Notre Dame to implement ‘Ambitious, Realistic’ Sustainability Plan

Author: Dennis Brown

Golden Dome Fall

University of Notre Dame President Rev. John I. Jenkins, C.S.C., accepted Tuesday (Sept. 20) a committee’s recommendations for creating a comprehensive sustainability strategy for the University that is at once “ambitious and yet realistic.”

Convened in spring 2015 by Notre Dame Executive Vice President John Affleck-Graves, the committee was composed of faculty, staff and undergraduate and graduate students and charged with reviewing the University’s current sustainability practices and providing a long-term plan consistent with its Catholic mission.

Its report and recommendations address the many aspects of sustainability, with five-year actions plans that lead toward long-term goals in six areas of focus:

  • Energy and emissions
  • Water
  • Building and construction
  • Waste
  • Procurement, licensing and sourcing
  • Education, research and community outreach

The full report is available here.

In an address to the faculty Tuesday, Father Jenkins said the committee’s sustainability strategy recognizes “economic constraints and the centrality of our work as educators and researchers, and it is grounded in the key principles of Catholic teaching.”

The president outlined four broad areas in which the Notre Dame community can best direct its efforts and resources to become a more sustainable campus.

“First, we must as an institution strive to be better at conservation and work to inculcate in our students and every member of the community habits of conservation,” he said. “There is more the University as a whole and each of us can do in this regard.

“Second, we will continue to move to more sustainable sources of energy.” To that end, Notre Dame has committed to cease using coal in its power plant by 2020, is installing geothermal wells across campus and developing plans for expanded solar and hydroelectric power.

“Thirdly,” Father Jenkins said, “we must continue to educate our students and ourselves about environmental matters and sustainability practices, and develop individual and collective habits that sustain the environment.
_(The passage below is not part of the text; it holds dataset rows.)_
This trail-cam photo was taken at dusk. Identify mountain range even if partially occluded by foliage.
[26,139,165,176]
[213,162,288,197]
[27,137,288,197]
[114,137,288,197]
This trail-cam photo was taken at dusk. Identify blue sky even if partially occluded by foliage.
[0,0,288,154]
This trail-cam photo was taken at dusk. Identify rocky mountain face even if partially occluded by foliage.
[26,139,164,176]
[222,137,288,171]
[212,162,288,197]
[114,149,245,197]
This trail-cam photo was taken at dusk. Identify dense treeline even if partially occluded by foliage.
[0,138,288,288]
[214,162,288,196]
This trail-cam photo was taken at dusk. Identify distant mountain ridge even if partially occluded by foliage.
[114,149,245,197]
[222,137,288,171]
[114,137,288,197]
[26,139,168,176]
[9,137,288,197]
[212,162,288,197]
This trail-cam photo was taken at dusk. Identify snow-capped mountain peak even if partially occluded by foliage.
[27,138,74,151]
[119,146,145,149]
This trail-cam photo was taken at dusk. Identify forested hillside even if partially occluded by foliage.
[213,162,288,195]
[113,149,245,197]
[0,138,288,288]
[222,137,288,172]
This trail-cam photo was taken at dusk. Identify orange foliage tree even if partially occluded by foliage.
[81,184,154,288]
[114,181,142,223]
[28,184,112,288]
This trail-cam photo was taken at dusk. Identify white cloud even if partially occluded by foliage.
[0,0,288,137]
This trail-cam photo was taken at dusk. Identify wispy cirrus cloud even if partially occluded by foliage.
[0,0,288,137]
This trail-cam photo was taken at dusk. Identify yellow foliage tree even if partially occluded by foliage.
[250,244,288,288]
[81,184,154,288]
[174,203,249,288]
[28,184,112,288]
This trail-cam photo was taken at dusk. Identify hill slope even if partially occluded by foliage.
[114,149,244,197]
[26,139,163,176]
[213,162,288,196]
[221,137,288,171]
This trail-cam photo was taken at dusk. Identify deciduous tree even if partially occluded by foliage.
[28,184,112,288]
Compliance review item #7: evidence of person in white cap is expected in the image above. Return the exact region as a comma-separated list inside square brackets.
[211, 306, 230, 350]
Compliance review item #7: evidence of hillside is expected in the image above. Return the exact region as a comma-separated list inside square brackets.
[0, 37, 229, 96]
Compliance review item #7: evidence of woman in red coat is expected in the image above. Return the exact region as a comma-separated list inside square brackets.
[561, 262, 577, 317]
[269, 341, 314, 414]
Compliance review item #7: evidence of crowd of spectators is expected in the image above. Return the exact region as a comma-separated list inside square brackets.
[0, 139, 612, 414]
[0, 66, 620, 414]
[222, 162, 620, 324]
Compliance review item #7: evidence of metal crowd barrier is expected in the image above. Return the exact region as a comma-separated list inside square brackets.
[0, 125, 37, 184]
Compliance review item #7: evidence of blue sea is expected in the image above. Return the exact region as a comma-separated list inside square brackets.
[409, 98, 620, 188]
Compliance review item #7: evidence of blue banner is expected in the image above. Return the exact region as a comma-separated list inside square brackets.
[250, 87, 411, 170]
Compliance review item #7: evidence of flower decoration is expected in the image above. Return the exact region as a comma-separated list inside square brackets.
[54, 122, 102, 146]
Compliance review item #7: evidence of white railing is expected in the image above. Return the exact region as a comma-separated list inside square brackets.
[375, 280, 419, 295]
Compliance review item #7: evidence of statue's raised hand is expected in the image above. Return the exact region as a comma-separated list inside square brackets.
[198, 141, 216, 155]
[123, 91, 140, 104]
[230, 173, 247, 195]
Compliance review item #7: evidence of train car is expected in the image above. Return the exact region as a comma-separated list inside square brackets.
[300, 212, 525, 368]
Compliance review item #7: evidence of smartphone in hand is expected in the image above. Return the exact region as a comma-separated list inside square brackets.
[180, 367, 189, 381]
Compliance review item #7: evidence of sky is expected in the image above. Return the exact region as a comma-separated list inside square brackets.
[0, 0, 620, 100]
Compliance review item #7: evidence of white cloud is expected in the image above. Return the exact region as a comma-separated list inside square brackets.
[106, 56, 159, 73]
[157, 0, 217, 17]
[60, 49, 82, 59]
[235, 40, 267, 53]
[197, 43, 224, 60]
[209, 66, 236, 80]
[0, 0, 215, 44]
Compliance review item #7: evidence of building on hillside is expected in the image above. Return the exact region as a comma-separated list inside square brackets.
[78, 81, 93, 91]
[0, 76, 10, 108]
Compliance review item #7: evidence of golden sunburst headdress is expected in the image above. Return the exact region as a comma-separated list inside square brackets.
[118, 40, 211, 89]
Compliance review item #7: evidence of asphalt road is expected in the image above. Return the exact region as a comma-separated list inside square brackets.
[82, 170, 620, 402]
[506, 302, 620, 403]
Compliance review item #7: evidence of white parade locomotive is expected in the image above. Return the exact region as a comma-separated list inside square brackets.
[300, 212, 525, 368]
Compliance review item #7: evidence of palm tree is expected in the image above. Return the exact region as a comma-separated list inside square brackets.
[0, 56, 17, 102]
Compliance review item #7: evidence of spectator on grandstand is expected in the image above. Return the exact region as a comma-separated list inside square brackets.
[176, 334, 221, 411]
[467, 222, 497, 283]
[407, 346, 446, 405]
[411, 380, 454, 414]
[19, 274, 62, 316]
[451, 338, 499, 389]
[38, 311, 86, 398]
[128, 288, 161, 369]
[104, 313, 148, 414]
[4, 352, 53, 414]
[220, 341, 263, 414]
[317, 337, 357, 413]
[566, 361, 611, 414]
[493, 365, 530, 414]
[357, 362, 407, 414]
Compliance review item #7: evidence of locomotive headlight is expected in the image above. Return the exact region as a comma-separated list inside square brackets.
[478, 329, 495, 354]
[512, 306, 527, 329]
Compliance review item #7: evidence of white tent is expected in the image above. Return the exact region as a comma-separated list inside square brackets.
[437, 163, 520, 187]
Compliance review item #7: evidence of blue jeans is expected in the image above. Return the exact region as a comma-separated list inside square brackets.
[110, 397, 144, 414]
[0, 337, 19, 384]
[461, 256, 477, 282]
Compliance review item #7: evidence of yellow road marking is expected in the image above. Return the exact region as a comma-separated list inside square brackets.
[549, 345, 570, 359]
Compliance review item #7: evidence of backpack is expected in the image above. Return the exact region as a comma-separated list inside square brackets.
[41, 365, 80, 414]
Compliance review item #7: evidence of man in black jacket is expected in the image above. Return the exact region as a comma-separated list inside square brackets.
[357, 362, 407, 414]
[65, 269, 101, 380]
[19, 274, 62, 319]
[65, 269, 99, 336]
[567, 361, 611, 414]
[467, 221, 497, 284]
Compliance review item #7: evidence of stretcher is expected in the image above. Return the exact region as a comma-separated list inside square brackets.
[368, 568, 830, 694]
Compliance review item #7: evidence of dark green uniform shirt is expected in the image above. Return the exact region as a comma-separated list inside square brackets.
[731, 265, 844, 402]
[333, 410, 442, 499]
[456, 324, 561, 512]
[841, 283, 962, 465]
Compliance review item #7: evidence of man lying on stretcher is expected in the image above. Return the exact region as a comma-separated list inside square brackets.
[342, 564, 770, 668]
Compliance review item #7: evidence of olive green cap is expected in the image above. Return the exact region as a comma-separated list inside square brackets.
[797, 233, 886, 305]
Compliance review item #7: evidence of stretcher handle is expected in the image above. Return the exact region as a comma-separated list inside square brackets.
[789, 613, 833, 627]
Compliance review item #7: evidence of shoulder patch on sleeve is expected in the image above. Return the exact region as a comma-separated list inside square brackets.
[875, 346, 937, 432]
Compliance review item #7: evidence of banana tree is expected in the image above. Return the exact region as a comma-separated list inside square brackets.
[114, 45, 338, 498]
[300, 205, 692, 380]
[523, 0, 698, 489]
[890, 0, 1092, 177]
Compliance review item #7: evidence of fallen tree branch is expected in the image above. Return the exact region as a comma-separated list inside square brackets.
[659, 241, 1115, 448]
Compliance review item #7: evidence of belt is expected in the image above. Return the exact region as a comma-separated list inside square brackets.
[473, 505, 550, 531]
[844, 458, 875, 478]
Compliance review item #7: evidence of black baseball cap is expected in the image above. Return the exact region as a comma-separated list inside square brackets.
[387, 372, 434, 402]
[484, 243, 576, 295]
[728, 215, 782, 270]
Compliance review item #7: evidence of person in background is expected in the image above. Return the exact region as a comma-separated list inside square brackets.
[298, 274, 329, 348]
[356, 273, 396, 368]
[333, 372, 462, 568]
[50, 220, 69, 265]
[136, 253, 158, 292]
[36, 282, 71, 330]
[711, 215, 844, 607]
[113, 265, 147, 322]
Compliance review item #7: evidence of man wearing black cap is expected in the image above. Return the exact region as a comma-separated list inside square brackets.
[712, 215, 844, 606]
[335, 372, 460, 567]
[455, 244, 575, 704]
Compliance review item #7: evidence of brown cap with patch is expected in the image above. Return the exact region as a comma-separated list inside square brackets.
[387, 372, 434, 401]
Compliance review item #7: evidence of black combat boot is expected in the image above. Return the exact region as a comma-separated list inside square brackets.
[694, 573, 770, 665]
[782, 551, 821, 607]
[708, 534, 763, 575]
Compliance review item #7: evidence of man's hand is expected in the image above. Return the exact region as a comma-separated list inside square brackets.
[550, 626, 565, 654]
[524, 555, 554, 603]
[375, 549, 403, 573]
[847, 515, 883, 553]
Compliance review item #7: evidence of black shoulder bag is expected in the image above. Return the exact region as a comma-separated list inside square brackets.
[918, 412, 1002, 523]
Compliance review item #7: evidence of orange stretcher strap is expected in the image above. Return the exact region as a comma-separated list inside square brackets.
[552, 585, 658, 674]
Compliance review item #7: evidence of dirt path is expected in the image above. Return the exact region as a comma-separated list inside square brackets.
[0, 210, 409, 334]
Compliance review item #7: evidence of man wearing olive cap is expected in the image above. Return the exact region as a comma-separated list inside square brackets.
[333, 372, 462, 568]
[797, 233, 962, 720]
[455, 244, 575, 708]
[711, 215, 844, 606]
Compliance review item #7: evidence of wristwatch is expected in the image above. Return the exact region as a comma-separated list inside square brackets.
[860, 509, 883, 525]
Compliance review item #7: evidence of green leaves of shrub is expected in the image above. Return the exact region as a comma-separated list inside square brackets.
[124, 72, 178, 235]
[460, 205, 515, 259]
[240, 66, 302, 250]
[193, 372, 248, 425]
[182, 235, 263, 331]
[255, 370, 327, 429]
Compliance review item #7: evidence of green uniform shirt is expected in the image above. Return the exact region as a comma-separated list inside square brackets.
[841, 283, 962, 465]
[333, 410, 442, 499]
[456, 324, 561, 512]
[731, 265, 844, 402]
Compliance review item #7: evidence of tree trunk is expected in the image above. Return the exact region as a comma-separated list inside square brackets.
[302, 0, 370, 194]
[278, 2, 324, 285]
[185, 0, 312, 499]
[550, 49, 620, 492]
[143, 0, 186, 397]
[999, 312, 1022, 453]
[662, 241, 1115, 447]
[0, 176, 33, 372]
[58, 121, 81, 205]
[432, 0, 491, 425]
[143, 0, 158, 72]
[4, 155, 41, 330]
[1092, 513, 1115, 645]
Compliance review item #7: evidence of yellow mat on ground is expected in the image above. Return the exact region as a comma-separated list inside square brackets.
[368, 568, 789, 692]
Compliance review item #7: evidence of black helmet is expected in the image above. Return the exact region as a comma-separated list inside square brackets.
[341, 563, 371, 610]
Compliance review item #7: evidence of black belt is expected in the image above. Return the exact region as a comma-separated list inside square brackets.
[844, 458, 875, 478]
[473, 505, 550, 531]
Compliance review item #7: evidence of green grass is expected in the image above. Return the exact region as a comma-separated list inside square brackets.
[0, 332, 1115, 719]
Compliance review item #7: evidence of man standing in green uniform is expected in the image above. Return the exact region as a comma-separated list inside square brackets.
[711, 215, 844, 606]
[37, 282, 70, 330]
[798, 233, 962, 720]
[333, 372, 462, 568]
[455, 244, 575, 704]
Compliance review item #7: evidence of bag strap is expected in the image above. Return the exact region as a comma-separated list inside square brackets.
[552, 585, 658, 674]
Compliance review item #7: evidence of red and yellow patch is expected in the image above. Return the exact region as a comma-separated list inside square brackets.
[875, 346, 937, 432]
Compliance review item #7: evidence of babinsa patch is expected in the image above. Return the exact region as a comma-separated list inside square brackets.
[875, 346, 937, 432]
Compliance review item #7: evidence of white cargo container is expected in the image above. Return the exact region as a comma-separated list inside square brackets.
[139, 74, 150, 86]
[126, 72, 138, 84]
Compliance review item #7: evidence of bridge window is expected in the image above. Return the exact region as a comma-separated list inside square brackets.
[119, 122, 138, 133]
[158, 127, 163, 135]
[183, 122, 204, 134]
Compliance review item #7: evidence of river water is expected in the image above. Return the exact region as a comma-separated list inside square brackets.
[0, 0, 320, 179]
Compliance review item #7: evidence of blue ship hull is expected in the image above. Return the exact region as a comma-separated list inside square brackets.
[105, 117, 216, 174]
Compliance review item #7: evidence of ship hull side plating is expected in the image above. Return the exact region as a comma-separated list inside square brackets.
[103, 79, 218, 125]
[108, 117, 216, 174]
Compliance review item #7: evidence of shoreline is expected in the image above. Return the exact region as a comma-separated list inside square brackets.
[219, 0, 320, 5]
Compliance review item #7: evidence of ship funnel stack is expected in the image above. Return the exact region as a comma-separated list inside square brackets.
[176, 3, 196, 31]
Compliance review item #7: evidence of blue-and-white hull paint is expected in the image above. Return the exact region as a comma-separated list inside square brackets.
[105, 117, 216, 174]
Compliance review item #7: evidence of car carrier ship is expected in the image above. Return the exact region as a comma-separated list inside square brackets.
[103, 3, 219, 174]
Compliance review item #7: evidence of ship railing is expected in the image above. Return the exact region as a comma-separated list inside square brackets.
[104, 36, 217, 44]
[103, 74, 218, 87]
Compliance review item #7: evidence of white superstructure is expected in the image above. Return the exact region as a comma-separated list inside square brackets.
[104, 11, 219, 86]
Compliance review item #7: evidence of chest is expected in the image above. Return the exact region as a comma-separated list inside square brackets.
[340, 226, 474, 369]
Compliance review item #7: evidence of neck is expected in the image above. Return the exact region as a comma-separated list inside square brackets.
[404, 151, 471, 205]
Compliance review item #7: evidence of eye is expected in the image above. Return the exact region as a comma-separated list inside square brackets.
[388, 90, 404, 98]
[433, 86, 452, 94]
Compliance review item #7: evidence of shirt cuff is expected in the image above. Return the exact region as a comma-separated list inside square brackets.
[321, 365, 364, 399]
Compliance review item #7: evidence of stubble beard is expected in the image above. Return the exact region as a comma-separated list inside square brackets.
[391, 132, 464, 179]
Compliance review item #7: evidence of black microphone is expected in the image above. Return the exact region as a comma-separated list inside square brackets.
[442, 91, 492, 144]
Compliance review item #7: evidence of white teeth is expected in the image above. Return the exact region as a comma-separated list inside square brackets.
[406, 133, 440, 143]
“Finally, we will work to direct our most powerful resource, the excellent research work of … our faculty, across the disciplines, to the many dimensions of this challenge to our common home.”

A standing committee of faculty, staff and students will be appointed to review progress on goals and consider continuing steps. Small working groups also will be appointed to identify benchmarks, tasks and goals within each of the six areas of focus.

The committee was convened as part of Notre Dame’s response to Pope Francis’ 2015 encyclical Laudato si’.